Ora, interpolando i canoni ermeneutici con l'ausilio dell'analogia (ed è il caso, ad avviso di chi scrive, dell'art. 54 CCII in tema di accordo di ristrutturazione dei debiti, ma anche delle definizioni di cui all'art. 2, lettera p) e q) CCII), si può avanzare la seguente ipotesi di distinzione in termini generali:

a) è misura protettiva quella invocata per sospendere l'esecuzione iniziata o inibirne l'inizio; ovvero per sospendere o inibire azioni cautelari di sequestro o anche solo restitutorie di beni detenuti dal debitore a titolo obbligatorio (18, comma 5); ovvero per inibire che, rispetto ai contratti pendenti, la controparte rifiuti la prestazione eccependo l'inadempimento, o invochi la risoluzione di diritto o la modifica in pejus delle obbligazioni (art. 18, comma 5);

b) appare invece essere misura cautelare (per analogia con l'art. 54, comma 1 CCII o per deduzione della lettura delle definizioni di cui all'art. 2, lettere p) e q) CCII) la nomina di un custode dell'azienda o del patrimonio nelle more delle trattative, se ciò concili le preoccupazioni magari dei creditori strategici sulla gestione dell'impresa. Non si può infatti escludere che questa sorta di autocommissariamento da parte del debitore sia la strada per una riuscita positiva delle trattative; cioè che la nomina di un terzo in chiave institoria non possa essere quella soluzione mediana e temporanea, capace di catalizzare l'attenzione sulla trattativa in sé.

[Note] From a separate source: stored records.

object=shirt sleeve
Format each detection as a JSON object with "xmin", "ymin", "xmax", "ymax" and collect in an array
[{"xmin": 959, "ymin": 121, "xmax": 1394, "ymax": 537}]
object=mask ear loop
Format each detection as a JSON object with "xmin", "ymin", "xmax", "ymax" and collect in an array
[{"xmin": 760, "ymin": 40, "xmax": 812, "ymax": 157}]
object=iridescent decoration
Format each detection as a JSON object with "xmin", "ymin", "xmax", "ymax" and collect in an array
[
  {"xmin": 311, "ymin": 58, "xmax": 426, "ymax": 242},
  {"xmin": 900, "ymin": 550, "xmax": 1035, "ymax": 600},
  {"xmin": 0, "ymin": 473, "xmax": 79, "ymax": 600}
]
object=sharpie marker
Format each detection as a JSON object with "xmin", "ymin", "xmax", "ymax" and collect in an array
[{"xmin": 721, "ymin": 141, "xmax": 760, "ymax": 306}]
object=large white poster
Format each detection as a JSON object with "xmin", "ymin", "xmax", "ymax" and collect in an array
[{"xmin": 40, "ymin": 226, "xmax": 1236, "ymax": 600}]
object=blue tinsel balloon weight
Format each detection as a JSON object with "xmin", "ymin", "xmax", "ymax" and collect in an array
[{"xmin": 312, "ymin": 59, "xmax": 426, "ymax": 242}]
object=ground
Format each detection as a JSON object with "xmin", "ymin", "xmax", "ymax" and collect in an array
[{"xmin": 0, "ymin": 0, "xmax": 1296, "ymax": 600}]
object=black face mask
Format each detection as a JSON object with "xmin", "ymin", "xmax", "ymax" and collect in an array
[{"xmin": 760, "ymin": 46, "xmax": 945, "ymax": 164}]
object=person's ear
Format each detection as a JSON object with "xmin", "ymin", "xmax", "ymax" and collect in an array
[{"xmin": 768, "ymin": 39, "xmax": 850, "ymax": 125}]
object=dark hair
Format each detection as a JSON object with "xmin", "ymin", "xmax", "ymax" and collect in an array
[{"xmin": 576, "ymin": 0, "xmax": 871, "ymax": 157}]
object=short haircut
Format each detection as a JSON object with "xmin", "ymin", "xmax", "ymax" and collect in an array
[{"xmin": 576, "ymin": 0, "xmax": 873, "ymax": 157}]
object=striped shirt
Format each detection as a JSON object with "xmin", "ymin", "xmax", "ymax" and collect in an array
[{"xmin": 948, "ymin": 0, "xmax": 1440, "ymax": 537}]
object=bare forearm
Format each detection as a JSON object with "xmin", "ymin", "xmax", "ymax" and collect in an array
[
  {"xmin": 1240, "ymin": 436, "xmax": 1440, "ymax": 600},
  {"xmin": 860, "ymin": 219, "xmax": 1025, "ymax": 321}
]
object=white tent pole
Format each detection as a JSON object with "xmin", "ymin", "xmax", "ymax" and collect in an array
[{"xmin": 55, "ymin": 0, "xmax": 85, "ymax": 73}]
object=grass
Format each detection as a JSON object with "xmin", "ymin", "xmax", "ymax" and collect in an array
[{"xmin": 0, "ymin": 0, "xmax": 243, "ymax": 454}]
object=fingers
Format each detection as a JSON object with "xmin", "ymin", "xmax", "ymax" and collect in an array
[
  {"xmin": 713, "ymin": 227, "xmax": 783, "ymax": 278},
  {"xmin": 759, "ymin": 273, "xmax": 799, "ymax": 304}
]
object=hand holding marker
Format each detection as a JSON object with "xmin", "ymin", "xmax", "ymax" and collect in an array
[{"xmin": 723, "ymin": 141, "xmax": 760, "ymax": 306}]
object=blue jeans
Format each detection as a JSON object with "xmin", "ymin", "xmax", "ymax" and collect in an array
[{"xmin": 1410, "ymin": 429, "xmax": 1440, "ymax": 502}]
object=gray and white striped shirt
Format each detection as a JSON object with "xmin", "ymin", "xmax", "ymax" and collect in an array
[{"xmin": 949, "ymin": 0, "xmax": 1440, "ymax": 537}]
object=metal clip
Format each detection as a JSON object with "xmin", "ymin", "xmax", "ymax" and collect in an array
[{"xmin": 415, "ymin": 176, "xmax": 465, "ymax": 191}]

Resta infine la riflessione circa la modifica, tanto più che almeno una pronuncia (Trib. Bergamo, 22 aprile 2022, Fall., 2022, 1091) ne ha negato la possibilità ove l'istanza sia stata inizialmente presentata per la mera conferma; così come in altri precedenti si è discusso se una domanda generica di protezione sia possibile siccome rivolta erga omnes (Trib. Milano, 27 febbraio 2022, ibidem, 1092) o, invece, si renda sempre indispensabile l'indicazione dei destinatari (Trib. Roma, 3 febbraio 2022, ibidem, 1097).

È evidente che il tenore di questo dibattito sconta il peso dell'elemento processuale, secondo i canoni classici del principio della domanda, del contraddittorio e della sua immutabilità ove non consentito e comunque nei limiti e tempi consentiti.

Ma se alla composizione negoziata si vuole garantire uno spazio nel sistema, fermo il principio del contraddittorio, forse sul mutamento della domanda ci si deve intendere. I tempi stretti per la composizione e la mutevolezza delle situazioni giustificano infatti una variante in corsa delle misure inizialmente richieste, pena l'eccessiva rigidità del sistema senza ragione. Non bisogna infatti dimenticarsi che stiamo in ogni caso parlando di domande cautelari e non di merito, per loro natura provvisorie e insuscettibili di gravare con un giudicato il diritto soggettivo di chiunque. Ed il solo limite al mutamento è invece costituito dalla ragionevole funzionalità della pretesa alla trattativa e composizione, della quale il Tribunale è garante con la sua deliberazione.

In altre parole: la consapevolezza della natura atipica della domanda di protezione, quasi alla stregua di quella veicolata con la domanda ex art. 700 c.p.c., in una con quella della sua provvisorietà, consente al sistema di esprimere il massimo risultato: che è poi, alla fine, la ragione giustificatrice dell'istituto.

Una certa elasticità di ragionamento, anche sul piano processuale, pare quindi doverosa.